Conditions générales : pas un filet de sécurité automatique

Les conditions générales constituent la colonne vertébrale d’une collaboration professionnelle.
Mais elles ne s’appliquent pas automatiquement : le Livre 5 du Code civil prévoit qu’elles ne valent que si l’autre partie a pu en prendre connaissance avant la conclusion du contrat et les a acceptées, explicitement ou tacitement.

« Cela paraît évident, mais c’est là que les choses dérapent souvent en pratique », explique Stefanie Claeys.
« Beaucoup d’entreprises renvoient à leurs conditions générales sans vérifier si elles font réellement partie du contrat sur le plan juridique. »

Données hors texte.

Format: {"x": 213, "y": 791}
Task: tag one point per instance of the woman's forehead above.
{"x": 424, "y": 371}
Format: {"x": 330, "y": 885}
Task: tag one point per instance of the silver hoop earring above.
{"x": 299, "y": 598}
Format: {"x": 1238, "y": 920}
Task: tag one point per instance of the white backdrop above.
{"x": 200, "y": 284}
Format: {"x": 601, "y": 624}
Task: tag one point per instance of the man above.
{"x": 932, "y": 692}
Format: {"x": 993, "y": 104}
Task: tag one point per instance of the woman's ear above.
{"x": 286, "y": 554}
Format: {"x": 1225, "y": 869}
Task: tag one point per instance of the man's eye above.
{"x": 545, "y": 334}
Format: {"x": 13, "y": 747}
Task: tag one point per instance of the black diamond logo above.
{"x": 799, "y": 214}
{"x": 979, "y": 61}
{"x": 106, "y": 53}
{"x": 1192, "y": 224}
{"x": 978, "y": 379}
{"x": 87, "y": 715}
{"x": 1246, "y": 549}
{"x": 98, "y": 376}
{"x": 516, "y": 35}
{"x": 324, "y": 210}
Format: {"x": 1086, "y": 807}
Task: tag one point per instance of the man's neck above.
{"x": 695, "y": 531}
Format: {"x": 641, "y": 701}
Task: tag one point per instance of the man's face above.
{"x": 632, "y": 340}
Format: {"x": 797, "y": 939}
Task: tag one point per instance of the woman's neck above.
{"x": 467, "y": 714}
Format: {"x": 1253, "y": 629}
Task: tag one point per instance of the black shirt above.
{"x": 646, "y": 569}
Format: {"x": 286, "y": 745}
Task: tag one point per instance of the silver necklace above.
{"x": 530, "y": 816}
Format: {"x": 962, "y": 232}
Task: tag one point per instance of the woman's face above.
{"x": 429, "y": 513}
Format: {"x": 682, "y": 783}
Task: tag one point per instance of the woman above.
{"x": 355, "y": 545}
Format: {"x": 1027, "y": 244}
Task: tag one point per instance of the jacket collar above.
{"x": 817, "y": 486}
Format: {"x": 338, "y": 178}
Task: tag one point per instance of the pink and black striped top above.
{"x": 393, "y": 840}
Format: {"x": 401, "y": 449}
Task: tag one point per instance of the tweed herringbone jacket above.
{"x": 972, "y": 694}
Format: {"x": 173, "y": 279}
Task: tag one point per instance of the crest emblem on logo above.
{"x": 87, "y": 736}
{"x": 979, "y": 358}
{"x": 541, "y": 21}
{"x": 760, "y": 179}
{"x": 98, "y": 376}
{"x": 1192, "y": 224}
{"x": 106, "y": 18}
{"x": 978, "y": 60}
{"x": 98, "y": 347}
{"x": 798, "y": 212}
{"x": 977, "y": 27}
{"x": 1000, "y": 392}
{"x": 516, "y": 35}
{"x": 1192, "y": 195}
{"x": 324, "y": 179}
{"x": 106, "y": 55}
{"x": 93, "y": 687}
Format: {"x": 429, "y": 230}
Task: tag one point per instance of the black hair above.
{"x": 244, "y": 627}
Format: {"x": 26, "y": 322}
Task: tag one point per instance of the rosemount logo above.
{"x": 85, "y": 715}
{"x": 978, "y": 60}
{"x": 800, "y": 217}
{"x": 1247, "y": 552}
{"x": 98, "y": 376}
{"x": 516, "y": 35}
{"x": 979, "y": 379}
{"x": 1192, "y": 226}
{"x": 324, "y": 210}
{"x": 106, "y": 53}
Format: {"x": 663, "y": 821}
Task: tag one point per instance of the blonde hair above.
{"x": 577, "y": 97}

Il ne suffit pas que des conditions générales existent quelque part, par exemple sur un site web ou au bas d’une brochure.
Elles s’inscrivent dans un ensemble dynamique de documents : devis, bons de commande, bons d’achat ou conditions de facturation participent tous à définir ce qui s’applique. L’élément déterminant reste que ces conditions aient été communiquées à temps et acceptées.
 

Les conditions générales font aujourd’hui partie d’un ensemble dynamique de documents.
Ce qui s’applique dépend de ce qui a été communiqué à temps et accepté.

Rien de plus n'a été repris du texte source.